The Left Handed Son Walk with God

“The Left-Handed Son”: Walk with God

There are fake nightmares and real nightmares. What separates the latter from the former is that when you wake up – if you’re successful – you’re still scared. From sickness, from poverty, from madness one comes out trembling. And in the latter there are also nightmares for third parties: horror pursues a lover.

El hijo zurdo (Movistar Plus+), a mini-series by Rafael Cobos that adapts Rosario Izquierdo’s novel of the same name, tells the story of one of the latter. Lola (an extraordinary María León) loses her son. It disappears like the water running from his hands, to quote the song by Bambino, which gives a memorable sequence in another script by Cobos (Group 7), which he directs for the first time and differs from his usual Alberto Rodriguez separates.

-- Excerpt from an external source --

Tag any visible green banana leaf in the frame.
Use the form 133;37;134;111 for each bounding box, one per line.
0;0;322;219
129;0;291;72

There is the terror of parents with children who are bullied, but there is far less talk about what happens when your child becomes a bully. One day you give birth and the next your child is missing a neo-Nazi. Little is said about bourgeois marginality, about those good children who end up becoming fatal children. And from normal mothers. Because Lola also has to fight against her own demons, who are swimming in alcohol. But this is mostly a contraceptive series, to use the adjective the wise Rosa Belmonte uses for Euphoria. contraception and otherwise.

In an interview about the book, the author quoted Bourdieu: “Sometimes I’m afraid that people will wake up when it’s already too late.” As if anyone could boast of being awake. God gives us nothing that we cannot endure, says a character in The Left-Handed Son, adopting a verse from the first letter to the Corinthians. Well go with God.